Samantha Finkenstaedt's PK6 aptamer project (2014)
Nucleic Acid Aptamer Selection against PK6 DNA Polymerase for Development of a Hot Start DNA Polymerase
Thermus aquaticus (Taq) DNA polymerase, used in artificial amplification of DNA through PCR and ligase chain reaction (LCR), frequently causes off target amplification of target sequences, small product yield, and substantial quantities of primer dimers. The poor fidelity and low thermostability of Taq DNA polymerase make it necessary to find an alternative DNA polymerase for use in artificial amplification1.
In order to inhibit the DNA polymerase, an aptamer, or specific nucleic acid sequence that binds with a high affinity to a protein target, will be used to inhibit the DNA polymerase. The aptamer-based inhibitor will bind reversibly to the enzyme and inhibit its capabilities at temperatures below 45oC, but release the enzyme during normal PCR conditions2. This will permit the assembly of reactions at room temperature and will not require a separate high temperature incubation step to activate the enzyme.
The aim of my project is, first, to discover an aptamer that has a high binding affinity for PK6 DNA Polymerase. This will be achieved using the in vitro SELEX3 method of aptamer selection. After an aptamer is found, my second aim is to modify the aptamer in order to create a Hot Start DNA polymerase mechanism. The aptamer produced through multiple rounds of sequencing, binding assays, and sequencing, will need to be modified and then tested to see if it is capable of inhibiting PK6 DNA Polymerase activity at ambient temperatures.
The two completed rounds of selection have brought the project closer to finding a feasible aptamer against PK6. In conjunction with ongoing research concerning Hot Start DNA polymerases, the project shows promise in creating a new Hot Start DNA Polymerase.
The target is not one that can be purchased from a vendor; Jimmy Gollihar synthesized the target through the cloning, expression, and purification of Pfu DNA polymerase and KOD DNA polymerases in the Ellington lab. PK6 DNA polymerase is a 91.8 kDa protein.
Figure 1. By inhibiting the DNA polymerase at room temperature, there will be fewer primer dimers, reduced off target priming, and a higher product yield.

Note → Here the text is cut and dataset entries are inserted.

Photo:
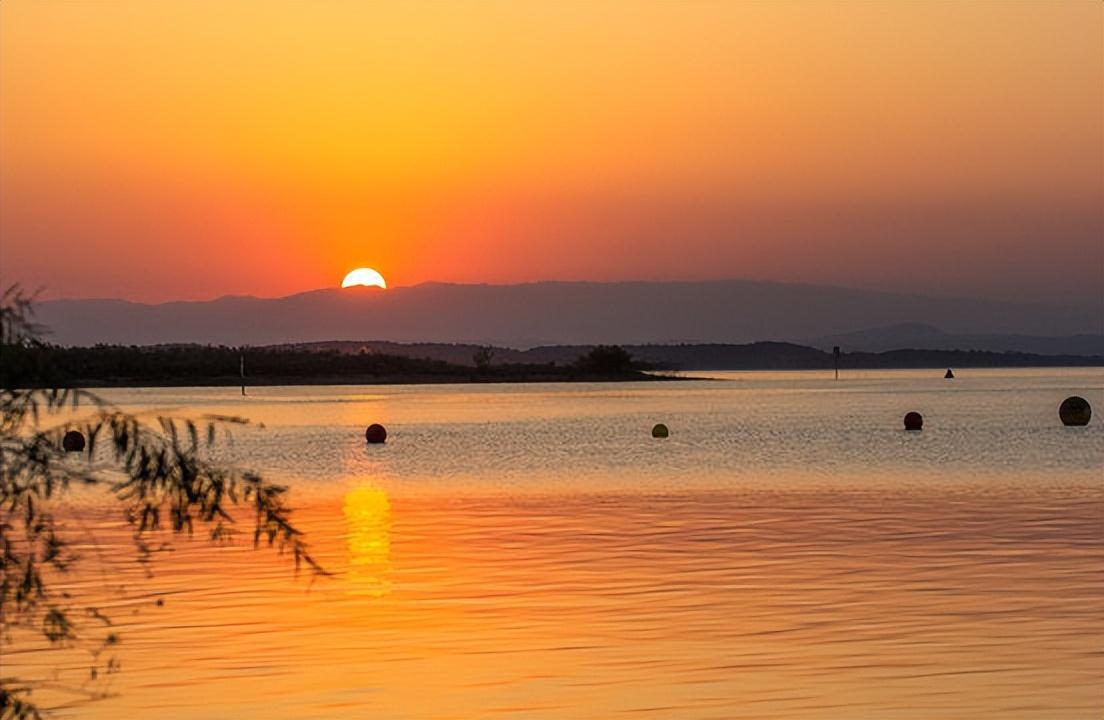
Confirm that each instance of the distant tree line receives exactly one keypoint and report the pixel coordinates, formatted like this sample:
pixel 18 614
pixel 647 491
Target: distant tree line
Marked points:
pixel 194 364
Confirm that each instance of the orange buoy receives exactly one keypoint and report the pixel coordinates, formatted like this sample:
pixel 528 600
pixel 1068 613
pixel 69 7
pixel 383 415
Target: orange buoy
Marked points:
pixel 1075 411
pixel 73 442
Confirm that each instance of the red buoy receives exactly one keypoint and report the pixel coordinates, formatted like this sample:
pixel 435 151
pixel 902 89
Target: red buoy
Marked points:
pixel 1075 411
pixel 73 442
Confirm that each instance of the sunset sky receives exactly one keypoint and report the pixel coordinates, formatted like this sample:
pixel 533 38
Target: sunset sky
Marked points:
pixel 197 148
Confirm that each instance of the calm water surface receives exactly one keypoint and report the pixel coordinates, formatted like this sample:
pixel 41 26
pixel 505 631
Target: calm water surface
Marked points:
pixel 530 551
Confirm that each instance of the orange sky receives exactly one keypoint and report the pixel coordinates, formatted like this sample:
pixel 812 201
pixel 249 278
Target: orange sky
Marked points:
pixel 197 148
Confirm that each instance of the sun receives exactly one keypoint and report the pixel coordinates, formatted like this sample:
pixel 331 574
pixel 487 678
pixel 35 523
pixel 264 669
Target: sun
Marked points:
pixel 364 276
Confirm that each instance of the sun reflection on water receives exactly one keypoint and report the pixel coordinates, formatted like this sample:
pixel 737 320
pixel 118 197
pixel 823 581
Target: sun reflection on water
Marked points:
pixel 368 521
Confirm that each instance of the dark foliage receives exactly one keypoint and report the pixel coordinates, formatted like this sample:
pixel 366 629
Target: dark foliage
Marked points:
pixel 158 473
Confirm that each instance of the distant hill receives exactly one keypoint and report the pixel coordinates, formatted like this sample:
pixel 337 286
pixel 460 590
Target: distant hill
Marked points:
pixel 541 314
pixel 926 337
pixel 328 363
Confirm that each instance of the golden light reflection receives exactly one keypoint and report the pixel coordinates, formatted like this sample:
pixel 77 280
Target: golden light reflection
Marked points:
pixel 368 520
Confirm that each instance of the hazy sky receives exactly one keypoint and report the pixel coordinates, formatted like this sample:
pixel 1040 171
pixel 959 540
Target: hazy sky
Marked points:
pixel 197 148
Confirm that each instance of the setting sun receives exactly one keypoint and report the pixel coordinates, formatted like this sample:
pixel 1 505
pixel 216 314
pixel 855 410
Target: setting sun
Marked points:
pixel 364 276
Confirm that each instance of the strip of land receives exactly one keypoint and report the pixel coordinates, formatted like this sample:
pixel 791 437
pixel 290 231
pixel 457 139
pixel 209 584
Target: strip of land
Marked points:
pixel 392 363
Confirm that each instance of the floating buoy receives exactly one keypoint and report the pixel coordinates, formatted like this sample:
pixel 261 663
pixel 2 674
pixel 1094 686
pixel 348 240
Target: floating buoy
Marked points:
pixel 73 442
pixel 375 433
pixel 1074 411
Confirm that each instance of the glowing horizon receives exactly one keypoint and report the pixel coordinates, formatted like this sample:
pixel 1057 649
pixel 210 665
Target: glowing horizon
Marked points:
pixel 151 151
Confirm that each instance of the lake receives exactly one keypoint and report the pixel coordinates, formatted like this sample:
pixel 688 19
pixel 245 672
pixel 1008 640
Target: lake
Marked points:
pixel 531 551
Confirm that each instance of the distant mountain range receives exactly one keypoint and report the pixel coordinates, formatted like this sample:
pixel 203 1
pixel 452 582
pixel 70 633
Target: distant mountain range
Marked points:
pixel 926 337
pixel 553 313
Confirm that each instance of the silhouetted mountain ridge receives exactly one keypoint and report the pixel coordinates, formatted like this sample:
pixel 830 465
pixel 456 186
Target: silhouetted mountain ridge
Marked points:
pixel 552 313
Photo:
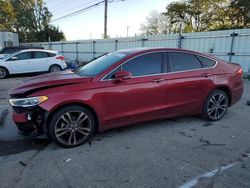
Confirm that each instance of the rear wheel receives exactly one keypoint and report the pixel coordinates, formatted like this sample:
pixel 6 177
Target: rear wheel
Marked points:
pixel 3 72
pixel 71 126
pixel 215 106
pixel 55 68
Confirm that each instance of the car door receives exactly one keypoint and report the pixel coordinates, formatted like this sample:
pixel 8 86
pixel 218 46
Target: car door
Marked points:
pixel 189 82
pixel 22 63
pixel 142 97
pixel 41 61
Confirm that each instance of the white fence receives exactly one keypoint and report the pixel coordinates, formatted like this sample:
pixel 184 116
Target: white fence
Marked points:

Link to Full Proposal: Proposal
References:
1. Takagi, M., Nishioka, M., Kakihara, H., Kitabayashi, M., Inoue, H., Kawakami, B., Oka, M. and Imanaka, T. “Applied and Environmental Microbiology” 1997.
2. New England Biolabs, Inc. “EpiMark Hot Start Taq DNA Polymerase.” Ipswich, MA
3. Stoltenburg, Regina, Christine Reinemann and Beate Strehiltz et al. “SELEX – A revolutionary method to generate high-affinity nucleic acid ligands” 2007
4. Gold, Larry et al. “Nucleic acid ligands.” Patent 5,475,096. December 1991.
5. Lebedev, A, Paul, N., Yee, J., Timoshchuk, V., Shum, J., Miyagi, K., Kellum, J., Hogrefe, R., and Zon, G. (2008) “Hot Start PCR with heat-activatable primers: a novel approach for improved PCR performance” 2008.
6. Russel, Connolly et al. “The 3’ – 5’ proofreading exonuclease of archaeal family-B DNA polymerase hinders the copying the template strand deaminated bases” 2009.
7. Carr, Steven et al. “The Polymerase Chain Reaction”
8. Gold, Larry et al. “Nucleic acid ligands.” Patent 5,670,637. March 27, 1995.